"Jesus saw power better than anyone who's ever lived. He did that because in order to love people well he had to discern how power was at work in their lives. The seventh axiom, then, is that God's love always reckons with power."
This chapter in Ben Sternke and Matt Tebbe's book 'Having the Mind of Christ: Eight Axioms to Cultivate A Robust Faith' is, shall we say, quite powerful!
They begin with this profound quote from Obery Hendricks Jr....
"An important goal of [Jesus'] ministry was to radically change the distribution of authority and power, goods and resources, so all people - particularly the little people, or 'the least of these,' as Jesus called them - might have lives free of political repression, enforced hunger, and poverty."
A couple quotes from the authors:
- "God's power isn't the power to control, but rather the power of love: God's desire and activity of uniting in covenant loyalty the entire created world and working for the flourishing of the entire cosmos. God's power is God's love, and as such it always reckons with the real-life effects of how ungodly power works in the world."
- If we are going to love each other as Christ loved us (John 15:12) and not fall prey to the dead faith that does nothing to address the inequalities and injustices that power differentials create in our world, we must learn to see, through the ministry of Jesus, how God's love always reckons with power."
I thought this bicycle illustration was a great way to show how power works (p.122):
"...those who benefit from cultural power rarely understand the work it does for them. Much like riding a bicycle with a 20-mph tailwind, cultural power pushes those with power in a way that makes it invisible to them.
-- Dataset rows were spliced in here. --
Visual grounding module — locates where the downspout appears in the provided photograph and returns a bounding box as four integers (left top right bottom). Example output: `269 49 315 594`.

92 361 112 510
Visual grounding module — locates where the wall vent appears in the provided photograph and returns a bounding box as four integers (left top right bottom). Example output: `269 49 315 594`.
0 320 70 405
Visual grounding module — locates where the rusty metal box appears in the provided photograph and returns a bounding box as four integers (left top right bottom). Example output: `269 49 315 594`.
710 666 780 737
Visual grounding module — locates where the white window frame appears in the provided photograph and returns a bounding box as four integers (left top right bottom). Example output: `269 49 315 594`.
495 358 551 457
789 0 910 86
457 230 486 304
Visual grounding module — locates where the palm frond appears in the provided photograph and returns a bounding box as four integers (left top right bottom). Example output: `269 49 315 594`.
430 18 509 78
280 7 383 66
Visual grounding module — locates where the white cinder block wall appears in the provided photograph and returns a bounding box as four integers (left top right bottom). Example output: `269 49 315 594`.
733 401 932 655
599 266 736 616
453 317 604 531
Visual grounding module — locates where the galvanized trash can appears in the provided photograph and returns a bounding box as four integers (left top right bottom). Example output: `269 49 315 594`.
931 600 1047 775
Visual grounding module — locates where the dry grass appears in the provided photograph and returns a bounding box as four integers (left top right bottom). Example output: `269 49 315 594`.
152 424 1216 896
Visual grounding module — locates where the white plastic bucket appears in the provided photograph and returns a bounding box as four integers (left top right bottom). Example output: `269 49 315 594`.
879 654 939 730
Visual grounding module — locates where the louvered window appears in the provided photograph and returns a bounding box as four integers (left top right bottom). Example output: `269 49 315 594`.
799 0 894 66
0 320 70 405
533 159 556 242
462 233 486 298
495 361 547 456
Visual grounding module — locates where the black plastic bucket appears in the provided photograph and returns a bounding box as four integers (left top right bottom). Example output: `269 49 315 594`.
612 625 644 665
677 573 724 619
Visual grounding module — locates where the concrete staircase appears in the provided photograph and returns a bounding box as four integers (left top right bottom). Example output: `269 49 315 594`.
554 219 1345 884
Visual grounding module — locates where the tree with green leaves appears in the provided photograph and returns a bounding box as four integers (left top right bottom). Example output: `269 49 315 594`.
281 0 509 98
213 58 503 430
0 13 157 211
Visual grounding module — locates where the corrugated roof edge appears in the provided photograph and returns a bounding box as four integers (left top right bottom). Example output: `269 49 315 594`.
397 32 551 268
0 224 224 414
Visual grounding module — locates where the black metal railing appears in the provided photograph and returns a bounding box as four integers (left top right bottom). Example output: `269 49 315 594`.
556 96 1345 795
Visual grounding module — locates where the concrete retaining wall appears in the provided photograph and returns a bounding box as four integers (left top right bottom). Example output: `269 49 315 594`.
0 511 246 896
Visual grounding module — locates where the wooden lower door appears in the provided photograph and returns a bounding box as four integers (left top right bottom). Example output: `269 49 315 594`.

When you have a tailwind, you don't feel the wind because you're moving with it. But those trying to pedal their bicycle into a 20-mph headwind know for sure how much the power of wind impedes their progress. It's difficult for those with a tailwind to feel how that power helps them, but it's not at all difficult for those with a headwind to feel how power creates struggle in their lives. God's love sees and reckons with these power dynamics and works to bring about justice and peace in our world."
The rest of the chapter is on how this reckoning-with-power works. First showing how Jesus did it, then how God's love reckons with power today. There are three ways this is done, and, as they say, they aren't three distinct activities, but three facets of one impulse...
GOD'S LOVE RECKONS WITH POWER BY...
- Recognizing power
- Redistributing power
- Redefining power
This is definitely one of those chapters I need to revisit. There's a lot here, and much I'm not able to put into words yet. Good stuff. I will leave you with this final though from p. 130:
"To love like Jesus we must ask: Who in our world lacks power and privilege, and how do we faithfully inhabit God's love in the way of Jesus on their behalf?"
***
John 15:12-13
"My command is this: Love each other as I have loved you. Greater love has no one than this: to lay down one’s life for one’s friends."